It won't be necessary when this field is flooded with Pajeets.

This is really surprising. For the longest time I saw neuroscience as a field for the very smartest partaking in the 'softer' sciences

>Is object-oriented programming

OOP is a means to enable dynamic polymorphism and Liskov substitutability. This is very useful for software projects that have to keep track of varying structures that each require potentially arbitrary differences in behavior that won't necessarily be known ahead of time, but it won't matter at all if your project only needs mathematical functions that operate in specified ways on specific kinds of data.

PROTIP:
Don't study calculus if you know you won't be using it, spend the time more wisely.
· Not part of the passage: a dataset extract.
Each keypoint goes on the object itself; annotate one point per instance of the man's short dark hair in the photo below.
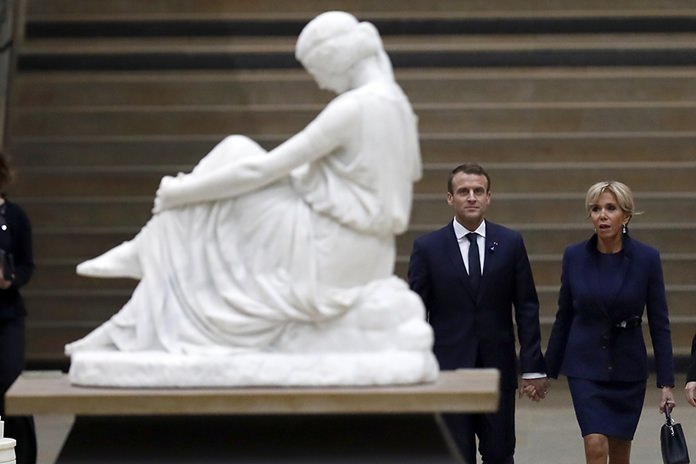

I would think that it has more to do with the complexity of data that is dealt with in the different fields. In neuroscience programs a lot of time is devoted to DSP and electrophysiology and such, which isn't always necessary for psychologists. In psychology programs there's simply more time to focus on proper stats because of that. In the former field, stats are assumed to be trivial, but that assumption doesn't hold up.

From article
"[...] we reviewed an additional 120 cellular and molecular neuroscience articles published in Nature Neuroscience in 2009 and 2010 (the first five Articles in each issue). We did not find a single study that used the correct statistical procedure to compare effect sizes"

So neuro grads should learn their stats then

Yup. And this point was made by psychologists, no less.